Pain is neurologically complex. It involves responses generated throughout the brain. Dr. Irene Tracey has been studying the use of fMRI in displaying a person’s pain. An fMRI tracks neural activity by measuring changes associated with the flow of blood as it carries oxygen through the brain. “A busy neuron requires more oxygen, and, because oxygenated and deoxygenated blood have different magnetic properties, neural activity creates a detectable disturbance in the magnetic field of an MRI scanner.”

The scientists Twilley spoke to stressed that an fMRI scan is currently not advanced enough to be used in court.
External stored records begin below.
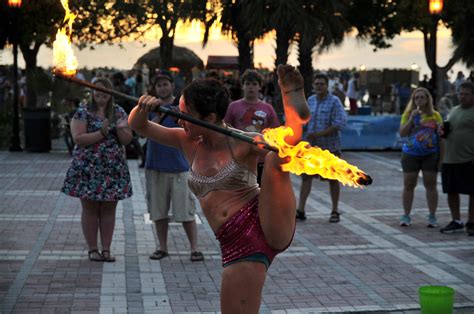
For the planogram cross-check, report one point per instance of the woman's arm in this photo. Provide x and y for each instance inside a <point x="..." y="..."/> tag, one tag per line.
<point x="124" y="132"/>
<point x="138" y="121"/>
<point x="442" y="150"/>
<point x="80" y="135"/>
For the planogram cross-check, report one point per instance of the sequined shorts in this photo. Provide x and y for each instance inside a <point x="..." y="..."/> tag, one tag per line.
<point x="241" y="238"/>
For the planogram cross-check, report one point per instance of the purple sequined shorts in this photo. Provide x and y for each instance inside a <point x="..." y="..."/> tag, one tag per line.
<point x="242" y="236"/>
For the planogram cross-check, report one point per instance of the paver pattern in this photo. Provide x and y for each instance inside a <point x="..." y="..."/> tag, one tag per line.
<point x="365" y="263"/>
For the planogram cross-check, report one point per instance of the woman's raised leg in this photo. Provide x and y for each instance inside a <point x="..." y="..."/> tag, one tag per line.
<point x="241" y="287"/>
<point x="277" y="202"/>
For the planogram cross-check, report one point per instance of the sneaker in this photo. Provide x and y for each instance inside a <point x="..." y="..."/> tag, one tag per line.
<point x="470" y="228"/>
<point x="453" y="226"/>
<point x="405" y="220"/>
<point x="432" y="221"/>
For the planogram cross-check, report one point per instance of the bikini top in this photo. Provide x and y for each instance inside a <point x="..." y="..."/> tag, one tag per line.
<point x="231" y="177"/>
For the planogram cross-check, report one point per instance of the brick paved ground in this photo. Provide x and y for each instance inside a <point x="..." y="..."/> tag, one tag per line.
<point x="366" y="263"/>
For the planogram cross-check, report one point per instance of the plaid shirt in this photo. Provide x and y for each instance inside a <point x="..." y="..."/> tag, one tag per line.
<point x="325" y="113"/>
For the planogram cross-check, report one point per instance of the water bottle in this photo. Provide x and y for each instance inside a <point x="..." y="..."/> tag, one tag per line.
<point x="416" y="119"/>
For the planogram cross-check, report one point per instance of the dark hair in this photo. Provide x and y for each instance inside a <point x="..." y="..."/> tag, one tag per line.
<point x="320" y="76"/>
<point x="251" y="76"/>
<point x="207" y="96"/>
<point x="467" y="85"/>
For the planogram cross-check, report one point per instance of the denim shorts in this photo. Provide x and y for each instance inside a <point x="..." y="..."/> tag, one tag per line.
<point x="428" y="163"/>
<point x="165" y="191"/>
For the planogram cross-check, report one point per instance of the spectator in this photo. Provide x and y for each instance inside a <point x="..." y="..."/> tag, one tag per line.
<point x="252" y="225"/>
<point x="99" y="174"/>
<point x="166" y="170"/>
<point x="327" y="119"/>
<point x="458" y="166"/>
<point x="423" y="151"/>
<point x="131" y="82"/>
<point x="251" y="114"/>
<point x="459" y="80"/>
<point x="471" y="77"/>
<point x="70" y="104"/>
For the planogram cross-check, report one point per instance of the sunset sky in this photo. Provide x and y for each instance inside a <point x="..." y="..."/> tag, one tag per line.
<point x="407" y="50"/>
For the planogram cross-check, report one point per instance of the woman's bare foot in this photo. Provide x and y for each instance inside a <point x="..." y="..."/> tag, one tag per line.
<point x="292" y="89"/>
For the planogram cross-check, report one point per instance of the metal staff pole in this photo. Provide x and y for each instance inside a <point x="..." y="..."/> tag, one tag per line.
<point x="232" y="133"/>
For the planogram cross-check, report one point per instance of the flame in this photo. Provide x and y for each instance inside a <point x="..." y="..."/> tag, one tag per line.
<point x="313" y="160"/>
<point x="63" y="55"/>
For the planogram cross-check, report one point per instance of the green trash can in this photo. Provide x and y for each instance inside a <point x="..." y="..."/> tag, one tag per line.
<point x="436" y="299"/>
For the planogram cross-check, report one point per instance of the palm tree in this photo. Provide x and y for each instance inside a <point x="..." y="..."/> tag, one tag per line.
<point x="323" y="27"/>
<point x="233" y="23"/>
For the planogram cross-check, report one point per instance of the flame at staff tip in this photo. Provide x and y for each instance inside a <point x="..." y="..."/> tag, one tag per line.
<point x="63" y="55"/>
<point x="313" y="160"/>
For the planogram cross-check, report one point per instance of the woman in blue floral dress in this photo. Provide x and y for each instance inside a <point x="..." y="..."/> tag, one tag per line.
<point x="99" y="174"/>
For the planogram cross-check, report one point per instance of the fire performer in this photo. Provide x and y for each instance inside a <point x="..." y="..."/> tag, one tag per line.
<point x="252" y="225"/>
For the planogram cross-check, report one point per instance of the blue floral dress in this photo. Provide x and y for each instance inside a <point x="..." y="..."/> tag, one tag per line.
<point x="99" y="171"/>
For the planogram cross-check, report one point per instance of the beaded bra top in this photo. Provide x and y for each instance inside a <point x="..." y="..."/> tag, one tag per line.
<point x="231" y="177"/>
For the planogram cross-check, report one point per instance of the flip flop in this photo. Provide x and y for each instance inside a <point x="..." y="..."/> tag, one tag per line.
<point x="95" y="256"/>
<point x="197" y="257"/>
<point x="158" y="254"/>
<point x="107" y="256"/>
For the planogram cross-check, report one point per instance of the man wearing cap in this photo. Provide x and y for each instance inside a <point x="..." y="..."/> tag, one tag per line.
<point x="166" y="173"/>
<point x="251" y="114"/>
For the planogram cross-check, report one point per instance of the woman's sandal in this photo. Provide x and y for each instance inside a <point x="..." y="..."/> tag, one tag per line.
<point x="197" y="257"/>
<point x="158" y="254"/>
<point x="334" y="217"/>
<point x="107" y="257"/>
<point x="95" y="256"/>
<point x="301" y="216"/>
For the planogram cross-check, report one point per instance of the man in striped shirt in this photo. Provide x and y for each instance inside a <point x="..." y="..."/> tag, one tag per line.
<point x="328" y="117"/>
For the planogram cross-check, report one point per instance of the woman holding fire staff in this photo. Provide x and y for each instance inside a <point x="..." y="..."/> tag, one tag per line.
<point x="252" y="224"/>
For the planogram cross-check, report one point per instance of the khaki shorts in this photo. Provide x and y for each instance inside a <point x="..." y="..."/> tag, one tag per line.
<point x="169" y="190"/>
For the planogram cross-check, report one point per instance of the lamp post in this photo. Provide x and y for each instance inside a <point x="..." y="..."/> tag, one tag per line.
<point x="15" y="140"/>
<point x="435" y="9"/>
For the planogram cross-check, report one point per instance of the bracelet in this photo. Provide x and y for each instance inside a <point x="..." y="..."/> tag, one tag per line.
<point x="103" y="133"/>
<point x="293" y="90"/>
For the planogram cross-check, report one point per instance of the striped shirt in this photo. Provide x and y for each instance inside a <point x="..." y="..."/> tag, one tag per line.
<point x="325" y="113"/>
<point x="164" y="158"/>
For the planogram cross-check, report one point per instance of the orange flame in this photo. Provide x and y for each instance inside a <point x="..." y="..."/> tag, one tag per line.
<point x="313" y="160"/>
<point x="63" y="55"/>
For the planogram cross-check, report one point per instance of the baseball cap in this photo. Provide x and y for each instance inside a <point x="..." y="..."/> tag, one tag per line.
<point x="163" y="74"/>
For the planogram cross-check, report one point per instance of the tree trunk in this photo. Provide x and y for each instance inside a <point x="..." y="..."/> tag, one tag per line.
<point x="245" y="48"/>
<point x="166" y="51"/>
<point x="283" y="40"/>
<point x="305" y="51"/>
<point x="30" y="57"/>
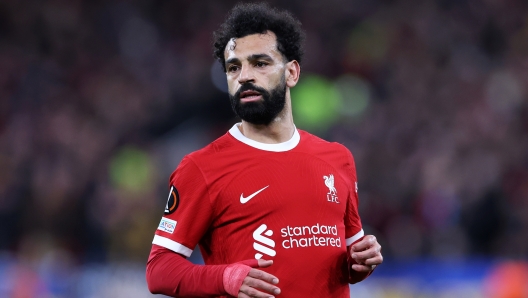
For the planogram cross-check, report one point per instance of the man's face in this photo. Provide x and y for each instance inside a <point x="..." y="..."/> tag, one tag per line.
<point x="256" y="78"/>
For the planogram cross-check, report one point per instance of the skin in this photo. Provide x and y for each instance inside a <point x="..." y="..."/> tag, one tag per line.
<point x="256" y="59"/>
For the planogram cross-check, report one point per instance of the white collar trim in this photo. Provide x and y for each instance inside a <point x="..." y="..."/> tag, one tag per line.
<point x="280" y="147"/>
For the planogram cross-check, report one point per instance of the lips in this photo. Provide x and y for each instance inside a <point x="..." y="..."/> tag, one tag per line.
<point x="250" y="95"/>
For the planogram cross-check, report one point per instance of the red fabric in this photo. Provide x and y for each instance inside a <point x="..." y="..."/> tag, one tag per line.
<point x="289" y="204"/>
<point x="170" y="274"/>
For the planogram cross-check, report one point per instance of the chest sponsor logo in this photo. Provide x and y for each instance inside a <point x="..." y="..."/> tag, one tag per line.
<point x="244" y="200"/>
<point x="295" y="237"/>
<point x="263" y="244"/>
<point x="167" y="225"/>
<point x="331" y="196"/>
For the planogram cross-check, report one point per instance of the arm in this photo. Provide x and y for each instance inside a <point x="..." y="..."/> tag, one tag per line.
<point x="171" y="274"/>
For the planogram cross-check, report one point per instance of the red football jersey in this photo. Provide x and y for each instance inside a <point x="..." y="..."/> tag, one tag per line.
<point x="294" y="203"/>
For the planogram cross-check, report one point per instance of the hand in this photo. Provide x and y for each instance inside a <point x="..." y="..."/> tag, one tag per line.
<point x="259" y="283"/>
<point x="366" y="253"/>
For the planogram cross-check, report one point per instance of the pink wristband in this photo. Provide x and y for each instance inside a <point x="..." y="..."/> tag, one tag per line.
<point x="234" y="275"/>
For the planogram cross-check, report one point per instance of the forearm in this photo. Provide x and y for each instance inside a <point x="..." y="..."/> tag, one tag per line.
<point x="171" y="274"/>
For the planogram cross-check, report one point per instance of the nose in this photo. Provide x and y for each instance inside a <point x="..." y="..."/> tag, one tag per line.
<point x="245" y="75"/>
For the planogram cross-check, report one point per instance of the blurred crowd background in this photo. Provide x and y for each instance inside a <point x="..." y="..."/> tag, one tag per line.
<point x="100" y="100"/>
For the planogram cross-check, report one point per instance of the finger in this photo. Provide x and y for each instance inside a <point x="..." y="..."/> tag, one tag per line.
<point x="259" y="274"/>
<point x="365" y="243"/>
<point x="244" y="295"/>
<point x="254" y="286"/>
<point x="264" y="263"/>
<point x="363" y="268"/>
<point x="370" y="253"/>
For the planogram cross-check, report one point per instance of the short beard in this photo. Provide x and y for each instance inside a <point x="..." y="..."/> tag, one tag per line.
<point x="260" y="112"/>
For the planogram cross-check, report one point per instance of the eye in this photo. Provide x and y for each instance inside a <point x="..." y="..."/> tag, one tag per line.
<point x="261" y="64"/>
<point x="233" y="68"/>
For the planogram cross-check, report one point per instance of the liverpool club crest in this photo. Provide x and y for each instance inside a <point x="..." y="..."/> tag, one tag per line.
<point x="331" y="196"/>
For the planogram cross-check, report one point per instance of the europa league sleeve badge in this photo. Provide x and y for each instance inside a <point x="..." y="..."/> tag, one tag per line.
<point x="172" y="201"/>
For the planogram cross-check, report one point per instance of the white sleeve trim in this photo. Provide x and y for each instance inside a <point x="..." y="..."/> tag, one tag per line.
<point x="354" y="238"/>
<point x="172" y="245"/>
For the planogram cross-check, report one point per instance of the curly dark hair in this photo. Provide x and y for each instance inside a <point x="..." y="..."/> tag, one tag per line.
<point x="252" y="18"/>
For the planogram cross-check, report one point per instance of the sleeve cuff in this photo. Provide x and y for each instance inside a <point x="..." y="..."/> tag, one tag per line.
<point x="172" y="245"/>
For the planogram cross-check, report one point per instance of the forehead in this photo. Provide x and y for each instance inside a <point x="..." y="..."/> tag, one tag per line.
<point x="243" y="47"/>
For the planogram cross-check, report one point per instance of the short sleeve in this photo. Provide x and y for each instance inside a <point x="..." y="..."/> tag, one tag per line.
<point x="353" y="226"/>
<point x="188" y="211"/>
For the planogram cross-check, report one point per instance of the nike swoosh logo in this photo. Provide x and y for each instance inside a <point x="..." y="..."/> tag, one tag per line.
<point x="246" y="199"/>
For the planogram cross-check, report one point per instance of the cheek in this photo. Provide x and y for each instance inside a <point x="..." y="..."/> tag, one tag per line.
<point x="232" y="86"/>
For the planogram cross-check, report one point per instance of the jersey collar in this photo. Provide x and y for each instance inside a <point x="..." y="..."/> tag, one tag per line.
<point x="280" y="147"/>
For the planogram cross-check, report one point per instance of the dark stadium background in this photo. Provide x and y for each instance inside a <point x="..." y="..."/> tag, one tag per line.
<point x="100" y="100"/>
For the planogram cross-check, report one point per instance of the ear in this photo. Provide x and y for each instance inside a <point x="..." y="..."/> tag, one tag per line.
<point x="292" y="73"/>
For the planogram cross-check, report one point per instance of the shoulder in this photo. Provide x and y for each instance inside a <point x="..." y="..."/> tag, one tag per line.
<point x="319" y="145"/>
However, it is predicted by some that in 10 years the technology will be advanced enough to be used in court. The technology could be used to show if someone is actually experiencing chronic pain or if they are lying for financial gain.

He predicts that, once researchers have collected enough data and developed standardized protocols, neuroimaging will follow in the path of forensic DNA—a scientific breakthrough whose results were eventually considered robust enough to use as evidence in court.

However, some skeptics doubt the reliability of fMRI for court use. Obtaining an image through a fMRI machine requires a person to be in an unnatural setting. They are lying horizontal and immobile in a loud machine in a claustrophobic environment. Furthermore, a fMRI is like black-and-white stills of a movie. It cannot completely capture the activity of neurons.

(Views are my own and do not represent the views of any organization.)